A new technology that can quickly distinguish between subtly different strains of anthrax might have been central to the FBI's investigation of the deadly anthrax letters that killed five people and sickened many more in the autumn of 2001.
The FBI has not disclosed how it drew a connection between the anthrax attacks and Bruce Ivins, a researcher at the Army's infectious disease lab at Fort Detrick in Frederick. Ivins killed himself last week as prosecutors prepared to indict him in the anthrax killings.
But news reports and government filings suggest that a new instrument developed by a California company might have played a key supporting role.
Stories published recently by the Los Angeles Times and The Wall Street Journal, relying in part on unnamed sources, said that investigators employing technology that was not available in 2001 were finally able to find a genetic link between the anthrax recovered from the bodies of victims and mixed spores Ivins reportedly had in his work space at Fort Detrick in 2001.
The Times, citing records and interviews, said the breakthrough analyses came from Ibis Biosciences of Carlsbad. Steven A. Hofstadler, vice president for research at Ibis, told The Sun yesterday that he could "neither confirm nor deny" that his company has assisted the FBI with the anthrax investigation.
But in 2007 filings with the U.S. Securities and Exchange Commission, Ibis described its "Ibis T5000," a $525,000 instrument used for, among other things, "anthrax genotyping. ... It can identify virtually all bacteria, viruses and fungi and provide information about drug resistance, virulence and strain types of these pathogens within a few hours."
Hofstadler said development began in 2001, funded by the U.S. Defense Advanced Projects Research Agency. "The challenge was how you can detect a biological weapon if you're not sure what it is you're looking for," he said.

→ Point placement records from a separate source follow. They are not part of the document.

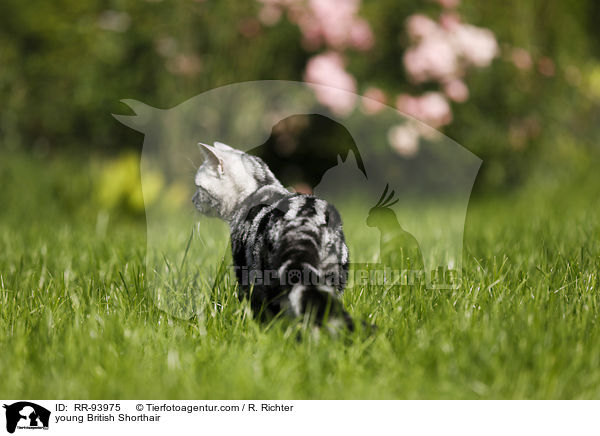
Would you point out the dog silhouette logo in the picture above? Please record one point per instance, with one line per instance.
(26, 415)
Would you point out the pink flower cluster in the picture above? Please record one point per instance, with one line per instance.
(442, 51)
(333, 23)
(328, 69)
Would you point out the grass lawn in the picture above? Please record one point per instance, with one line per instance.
(76, 319)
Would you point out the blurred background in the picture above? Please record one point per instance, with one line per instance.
(517, 83)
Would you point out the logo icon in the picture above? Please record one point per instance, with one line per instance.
(26, 415)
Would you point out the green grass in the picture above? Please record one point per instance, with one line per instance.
(77, 319)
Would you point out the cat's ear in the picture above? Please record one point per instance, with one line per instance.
(211, 157)
(223, 147)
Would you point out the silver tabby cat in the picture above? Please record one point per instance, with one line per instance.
(288, 249)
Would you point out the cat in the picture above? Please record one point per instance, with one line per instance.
(288, 249)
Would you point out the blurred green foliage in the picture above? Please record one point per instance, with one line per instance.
(66, 64)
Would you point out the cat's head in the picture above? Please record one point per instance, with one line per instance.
(226, 178)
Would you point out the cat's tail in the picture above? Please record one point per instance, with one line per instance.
(321, 304)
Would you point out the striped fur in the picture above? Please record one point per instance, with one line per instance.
(288, 249)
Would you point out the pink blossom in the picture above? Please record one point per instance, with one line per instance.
(361, 36)
(456, 90)
(419, 26)
(328, 69)
(448, 4)
(476, 45)
(449, 20)
(404, 139)
(335, 19)
(433, 58)
(521, 58)
(374, 100)
(431, 108)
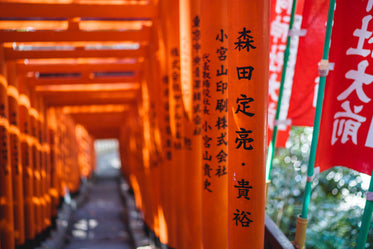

Instead of looking for the DNA signatures of specific pathogens, such as anthrax, Ibis' approach was to look for nonspecific regions common to many DNA molecules. Because different pathogens, and even different strains of the same pathogen, will have slightly different DNA weights, the T5000 can identify each by its unique weight signature.
The first operational T5000 system went to the U.S. Army Medical Research Institute for Infectious Diseases - the lab at Fort Detrick where Ivins worked - in 2005.